Kubernetes has a vast number of resources, like deployments, replicasets, services, etc. Namespaces are also one of them and are most useful when you want to isolate your workloads based on environments, teams, projects, etc.
In simple language, namespaces are a kind of isolated environment in which you group resources like pods, replica sets, deployments, services, configmaps, etc.
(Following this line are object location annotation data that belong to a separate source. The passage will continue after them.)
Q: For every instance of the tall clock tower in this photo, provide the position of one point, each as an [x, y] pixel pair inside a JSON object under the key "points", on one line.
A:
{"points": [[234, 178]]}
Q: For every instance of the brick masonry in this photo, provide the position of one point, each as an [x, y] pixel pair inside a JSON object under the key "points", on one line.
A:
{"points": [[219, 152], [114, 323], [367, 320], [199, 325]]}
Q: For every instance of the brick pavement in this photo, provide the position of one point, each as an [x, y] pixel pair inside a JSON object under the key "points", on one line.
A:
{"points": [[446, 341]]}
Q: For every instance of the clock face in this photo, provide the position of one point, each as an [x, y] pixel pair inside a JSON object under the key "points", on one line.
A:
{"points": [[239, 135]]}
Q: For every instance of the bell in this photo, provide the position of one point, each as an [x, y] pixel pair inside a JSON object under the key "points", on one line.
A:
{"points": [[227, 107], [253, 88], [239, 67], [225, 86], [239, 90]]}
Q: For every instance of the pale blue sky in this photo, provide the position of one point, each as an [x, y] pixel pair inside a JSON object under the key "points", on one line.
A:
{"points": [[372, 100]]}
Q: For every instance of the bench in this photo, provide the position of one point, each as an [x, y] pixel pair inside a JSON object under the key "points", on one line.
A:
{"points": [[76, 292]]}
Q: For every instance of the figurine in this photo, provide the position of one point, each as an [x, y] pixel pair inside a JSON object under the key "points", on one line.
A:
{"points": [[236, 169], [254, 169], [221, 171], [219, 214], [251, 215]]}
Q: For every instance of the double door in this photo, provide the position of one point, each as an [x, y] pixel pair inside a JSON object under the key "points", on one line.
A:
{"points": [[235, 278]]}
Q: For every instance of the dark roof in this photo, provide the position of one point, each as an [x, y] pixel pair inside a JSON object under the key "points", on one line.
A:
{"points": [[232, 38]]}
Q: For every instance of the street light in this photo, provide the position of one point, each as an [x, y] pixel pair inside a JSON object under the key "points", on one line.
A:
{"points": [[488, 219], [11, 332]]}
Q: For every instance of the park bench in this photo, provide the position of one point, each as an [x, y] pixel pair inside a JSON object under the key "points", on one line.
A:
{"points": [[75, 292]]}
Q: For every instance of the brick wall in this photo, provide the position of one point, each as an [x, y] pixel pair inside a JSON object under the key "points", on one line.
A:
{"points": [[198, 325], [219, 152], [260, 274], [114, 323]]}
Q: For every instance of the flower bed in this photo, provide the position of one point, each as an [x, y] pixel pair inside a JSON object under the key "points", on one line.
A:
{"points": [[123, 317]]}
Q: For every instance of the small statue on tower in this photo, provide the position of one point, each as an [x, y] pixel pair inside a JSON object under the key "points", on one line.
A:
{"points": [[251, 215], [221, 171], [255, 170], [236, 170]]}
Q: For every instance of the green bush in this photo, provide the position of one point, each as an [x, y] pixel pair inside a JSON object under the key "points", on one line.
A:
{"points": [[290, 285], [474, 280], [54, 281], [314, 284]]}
When you create a Kubernetes resource without specifying a namespace, it will be created in the default namespace.
You can change it by applying the --namespace=development
flag to every resource creation.
Also, if you don't want to use the above flag on every resource creation, you can switch from the default namespace to any random namespace by setting your current context to that random namespace using the kubectl config set-context --current --namespace=random
command and creating your resources there.
Let's see some action on namespaces:
- Check how many namespaces are on the cluster:
$ kubectl get namespaces
>>
NAME STATUS AGE
kube-system Active 48m
kube-public Active 48m
kube-node-lease Active 48m
default Active 48m
finance Active 34m
marketing Active 34m
dev Active 34m
prod Active 34m
manufacturing Active 34m
research Active 34m
You can also use shorthand ns
instead of the full resource name.
- Check the pods running in a specific namespace.
$ kubectl get pods --namespace=research
>>
NAME READY STATUS RESTARTS AGE
dna-2 0/1 CrashLoopBackOff 12 (4m28s ago) 41m
dna-1 0/1 CrashLoopBackOff 12 (4m9s ago) 41m
- Run a specific pod in a specific namespace.
$ kubectl run redis --image=redis --namespace=finance
>>
pod/redis created
If you want to create a pod using the YAML definition file, you can define the namespace name in the metadata section.
apiVersion: v1
kind: Pod
metadata:
name: my-pod
namespace: my-namespace
spec:
containers:
- name: nginx
image: nginx
- does one pod running in namespace A access the other pod running in namespace B?
pods can communicate with other pods residing in different namespaces using their Fully Qualified Domain Names (FQDNs), like pod-a can talk with pod-b using it's FQDN, pod-b.namespace.svc.cluster.local
. The same works for pod-b as well.
Summary
Kubernetes namespaces provide a powerful tool for organising and isolating workloads within a cluster.We will see more about namespaces in advance in upcoming blogs.